# Solved (Free): ABC Company claims that the proportion of its employees investing in individual investment accounts is higher than national proportion

#### ByDr. Raju Chaudhari

Apr 12, 2021

ABC Company claims that the proportion of its employees investing in individual investment accounts is higher than national proportion of 50%. A survey of 100 employees in ABC Company indicated that 58 of them have invested in an individual investment account. Assume Mimi wants to use a 0.10 significance level to test the claim.

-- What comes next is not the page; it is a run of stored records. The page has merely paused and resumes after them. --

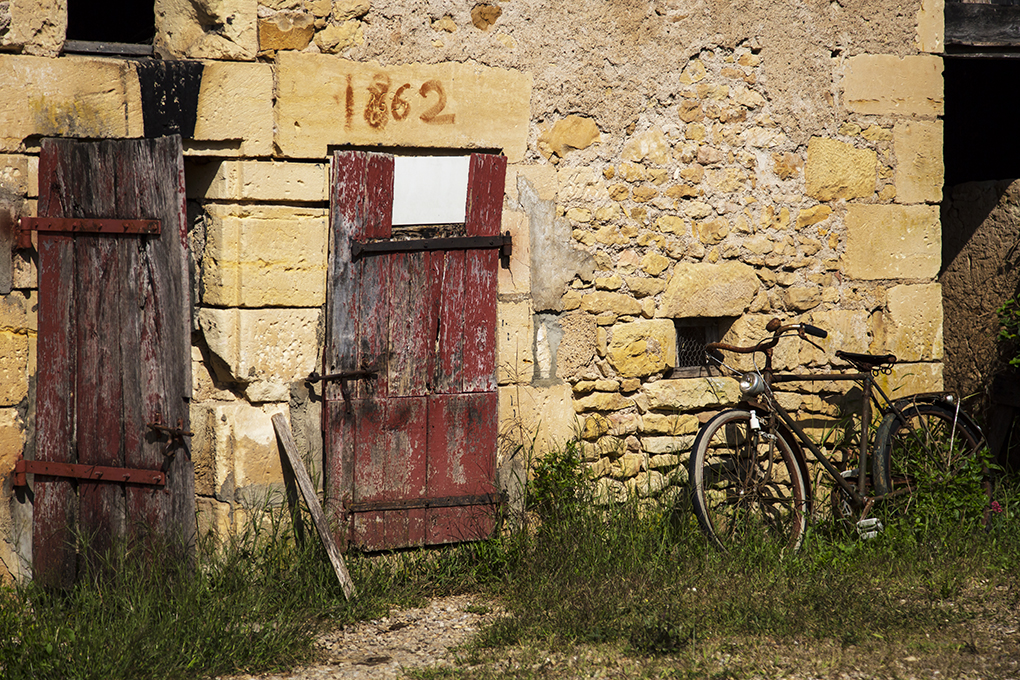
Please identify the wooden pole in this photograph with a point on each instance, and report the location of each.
(308, 491)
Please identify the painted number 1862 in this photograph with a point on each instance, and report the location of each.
(431, 99)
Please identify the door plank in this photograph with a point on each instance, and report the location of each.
(390, 463)
(450, 359)
(461, 462)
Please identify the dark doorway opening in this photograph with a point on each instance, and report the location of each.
(111, 20)
(982, 141)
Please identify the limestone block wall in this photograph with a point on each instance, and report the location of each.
(673, 176)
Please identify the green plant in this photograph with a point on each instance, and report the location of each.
(1009, 321)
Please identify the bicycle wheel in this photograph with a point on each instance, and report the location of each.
(924, 451)
(746, 484)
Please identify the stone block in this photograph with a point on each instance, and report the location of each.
(909, 379)
(516, 279)
(286, 31)
(515, 343)
(271, 345)
(886, 85)
(234, 448)
(577, 345)
(11, 440)
(264, 256)
(540, 415)
(581, 185)
(617, 303)
(566, 134)
(235, 102)
(919, 167)
(651, 146)
(258, 180)
(667, 445)
(71, 96)
(707, 291)
(225, 30)
(543, 179)
(324, 100)
(18, 312)
(684, 394)
(14, 364)
(37, 27)
(893, 242)
(912, 325)
(643, 348)
(931, 27)
(837, 170)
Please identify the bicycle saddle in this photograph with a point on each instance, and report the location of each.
(865, 360)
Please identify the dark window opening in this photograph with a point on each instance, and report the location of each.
(981, 139)
(692, 336)
(132, 21)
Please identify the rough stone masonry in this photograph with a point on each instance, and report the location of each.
(675, 167)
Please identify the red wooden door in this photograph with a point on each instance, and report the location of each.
(113, 349)
(411, 450)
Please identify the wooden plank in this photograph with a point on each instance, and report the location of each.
(55, 505)
(390, 463)
(450, 359)
(462, 432)
(485, 212)
(982, 24)
(287, 442)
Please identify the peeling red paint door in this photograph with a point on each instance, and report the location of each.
(411, 452)
(113, 350)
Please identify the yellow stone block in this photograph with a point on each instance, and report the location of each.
(515, 343)
(14, 359)
(643, 348)
(37, 27)
(268, 345)
(919, 168)
(684, 394)
(885, 85)
(67, 97)
(837, 170)
(912, 325)
(236, 103)
(324, 100)
(258, 180)
(893, 242)
(931, 25)
(264, 256)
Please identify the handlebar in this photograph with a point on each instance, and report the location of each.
(777, 329)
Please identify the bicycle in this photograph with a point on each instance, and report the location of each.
(748, 471)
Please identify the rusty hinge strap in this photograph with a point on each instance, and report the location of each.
(83, 225)
(87, 472)
(416, 504)
(362, 248)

(a) Identify the null hypothesis and the alternative hypothesis.
(b) Determine the test statistic. Show all work; writing the correct test statistic.
(c) Determine the P-value for this test. Show all work; writing the correct P-value.
(d) Is there sufficient evidence to support ABC Company's claim that the proportion of its employees investing in individual investment accounts is higher than 50%?

#### Solution

Given that $n = 100$. The sample proportion is $\hat{p}=\frac{X}{n}=\frac{58}{100}=0.58$.

(a) Hypothesis Testing Problem

The hypothesis testing problem is
$H_0 : p = 0.5$ against $H_1 : p > 0.5$ ($\text{right-tailed}$)

(b) Test Statistic

The test statistic for testing above hypothesis testing problem is

 \begin{aligned} Z & = \frac{\hat{p} - p}{\sqrt{\frac{p(1-p)}{n}}} \end{aligned}
which follows $N(0,1)$ distribution.

The significance level is $\alpha = 0.1$.

As the alternative hypothesis is $\textit{right-tailed}$, the critical value of $Z$ $\text{ is }$ $\text{1.28}$.

The rejection region (i.e. critical region) for the hypothesis testing problem is $\text{Z > 1.28}$.

The test statistic is
 \begin{aligned} Z & = \frac{\hat{p}-p}{\sqrt{\frac{p(1-p)}{n}}}\\ &= \frac{0.58-0.5}{\sqrt{\frac{0.5* (1-0.5)}{100}}}\\ & =1.6 \end{aligned}

Decision:

The test statistic is $Z =1.6$ which falls $inside$ the critical region, we $\text{reject}$ the null hypothesis.

(c) $p$-value:

This is a $\text{right-tailed}$ test, so the p-value is the area to the right of the test statistic ($Z=1.6$). Thus the $p$-value = $P(Z>1.6) =0.0548$.

The p-value is $0.0548$ which is $\text{less than}$ the significance level of $\alpha = 0.1$, we $\text{reject}$ the null hypothesis.

(d) As the p-value is less than the level of significance, there sufficient evidence to support ABC Company's claim that the proportion of its employees investing in individual investment accounts is higher than 50% at $0.1$ level of significance.